Entrevista:O Estado inteligente

segunda-feira, dezembro 04, 2006

A doença infantil da diplomacia

A doença infantil da diplomacia

editorial
O Estado de S. Paulo
2/12/2006

Existe, visível a olho nu, uma linha de continuidade entre o padrão de comportamento do presidente Lula no plano interno e a sua compreensão do papel que lhe cabe desempenhar como chefe de Estado na arena internacional. Mas essa coerência não chega a ser propriamente uma virtude, a menos que se considere virtuosa a sua crença de que governar - e fazer política externa - é discursar. Com isso não se pretende subestimar o poder da palavra como argamassa para a construção do entendimento, a formação de maiorias políticas e a pavimentação do caminho para decisões de interesse nacional. Tampouco se trata de desdenhar da força simbólica das situações concebidas para favorecer o enunciado de propósitos, a mobilização pelo verbo. Na era da diplomacia pessoal, seria pueril criticar as viagens ao exterior dos dirigentes nacionais.

O problema é que a falta de lastro dos eventos a que Lula comparece, combinada com a falta de substância de suas manifestações, nos plenários ou em encontros tête-à-tête, confina a desejada aparição de um líder brasileiro no radar da mídia estrangeira ao que o jargão jornalístico anglo-americano denomina, depreciativamente, photo-op, uma encenação para as lentes sempre volúveis da mídia e que por isso mesmo se esgota em menos tempo do que leva dizer “oportunidade para fotos”. Atente-se para o evento - a rigor, o não-evento - a que o presidente Lula acaba de comparecer em Abuja, na Nigéria, apesar da dolorida torção que o obrigou a se deslocar em cadeira de rodas.
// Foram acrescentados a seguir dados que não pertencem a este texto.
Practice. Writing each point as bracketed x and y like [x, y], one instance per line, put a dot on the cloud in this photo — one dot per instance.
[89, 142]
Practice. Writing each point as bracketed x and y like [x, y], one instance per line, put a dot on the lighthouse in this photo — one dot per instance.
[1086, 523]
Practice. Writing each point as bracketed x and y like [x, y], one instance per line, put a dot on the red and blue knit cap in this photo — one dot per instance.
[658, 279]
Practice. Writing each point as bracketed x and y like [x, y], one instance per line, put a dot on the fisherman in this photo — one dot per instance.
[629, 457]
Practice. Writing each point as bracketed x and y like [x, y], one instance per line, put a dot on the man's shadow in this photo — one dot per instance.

Para a sua recuperação, quanto mais não fosse, melhor teria sido que ficasse em repouso no Alvorada, pensando em como destravar a economia sem desandar as finanças públicas.
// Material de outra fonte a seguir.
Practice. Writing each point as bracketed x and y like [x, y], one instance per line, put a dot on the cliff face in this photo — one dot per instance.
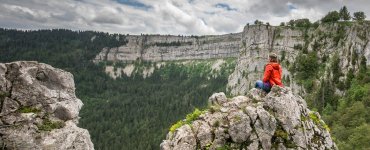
[345, 44]
[278, 120]
[340, 45]
[39, 109]
[167, 48]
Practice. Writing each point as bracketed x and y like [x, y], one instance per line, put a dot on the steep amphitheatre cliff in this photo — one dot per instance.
[346, 41]
[39, 108]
Em primeiro lugar, porque a pomposamente intitulada Cúpula África-América do Sul foi a esqualidez que era de prever. Reuniu representantes de 66 países, dos quais, no entanto, apenas 25 chefes de Estado. Da América do Sul, guardaram-se de ir, entre outros, os presidentes da Argentina, Uruguai, Chile e Venezuela. Dos cinco que foram, dois, o do Paraguai e o da Guiana, viajaram de carona no Airbus do brasileiro. Em segundo lugar, e principalmente, porque, na esfera das relações internacionais, perde pontos, nos quesitos atenção e respeito político, o governante - e por extensão o seu país - cuja figura é associada a irrelevâncias, do tipo do ralo café da manhã de Lula com o ditador líbio Muamar Kadafi. O pensamento positivo, de que o presidente é adepto convicto, não tem o poder de mudar esse resultado.
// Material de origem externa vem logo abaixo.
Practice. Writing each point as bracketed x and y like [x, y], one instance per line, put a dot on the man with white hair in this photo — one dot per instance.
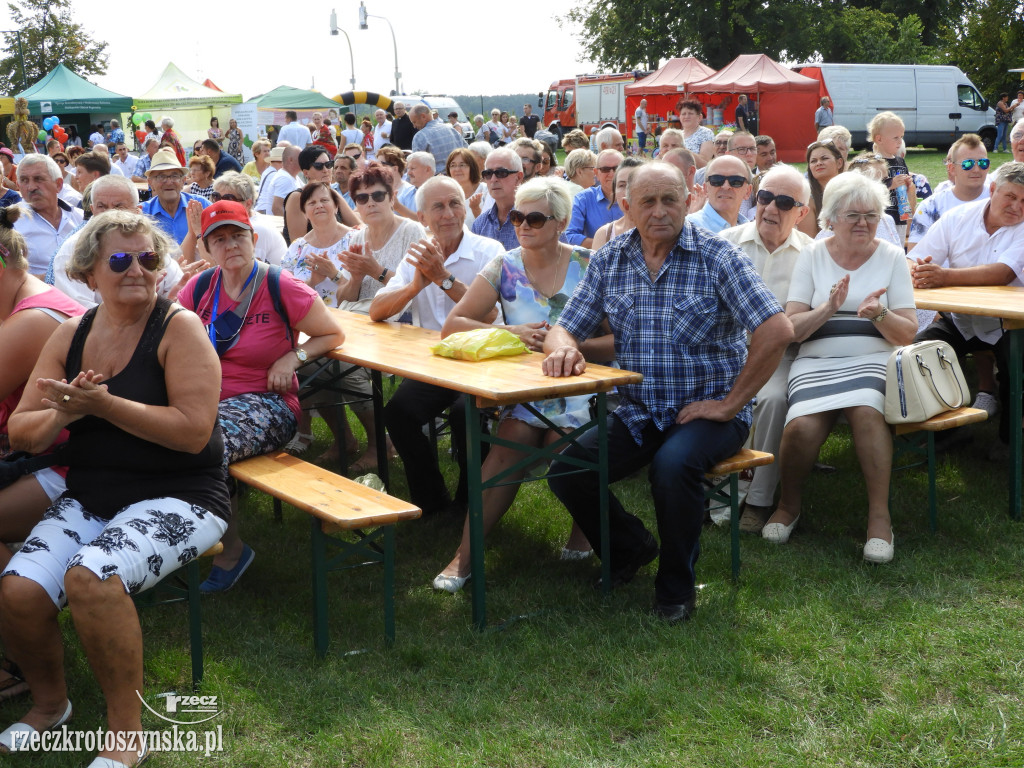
[503, 174]
[772, 243]
[591, 209]
[39, 179]
[427, 284]
[433, 136]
“Quem faz política sabe que só o fato de reunirmos aqui (na Nigéria) figuras importantes demonstra que o século 21 será muito melhor”, afirmou Lula. Como se diz em linguagem coloquial, só porque ele quer. O reunismo - ou “a mania dos grandes encontros”, nas palavras do presidente do Centro Brasileiro de Relações Internacionais (Cebri), embaixador José Botafogo Gonçalves, na lúcida entrevista publicada ontem neste jornal - é uma espécie de doença infantil da diplomacia. Ocupa os dignitários que, por vaidade ou desfastio, se abalam a participar das conferências de cúpula, porém é um paupérrimo substituto para uma política externa robusta, ainda mais quando lhe falta uma estratégia capaz de se manter em pé porque sintonizada com as realidades do globo. O anverso da moeda é o voluntarismo. No regime militar, o terceiro-mundismo do Itamaraty, movido por uma visão ufanista das coisas, levou o governo Médici a abrir 10 embaixadas na África. “Aí faltou fôlego, não houve continuidade”, lembra Botafogo. “Foi uma energia desperdiçada.”

Mas o pior é que o presidente Lula, mesmo sem nenhum fôlego nem para chegar aos 5% de crescimento econômico, promete continuidade: pretende criar um “bolsa-família” para os países pobres, isentando 50 deles de tarifas de importação, 34 dos quais africanos. Trata-se de um gesto humanitário. No entanto, diante de uma questão que vem revoltando o mundo civilizado - a catástrofe na região sudanesa de Darfur, cenário de crimes continuados contra a humanidade -, o Brasil se mostra menos humanitário, abstendo-se na ONU de exigir do governo muçulmano de Cartum o elementar: a cessação dos massacres e a punição das autoridades acumpliciadas com os atos de selvageria da milícia Janjaweed que transformaram 2,5 milhões de pessoas em refugiados no seu próprio país. A abstenção foi festejada pelos delegados do Sudão como “reflexo da política do governo Lula em relação à África”. Vale por um epitáfio.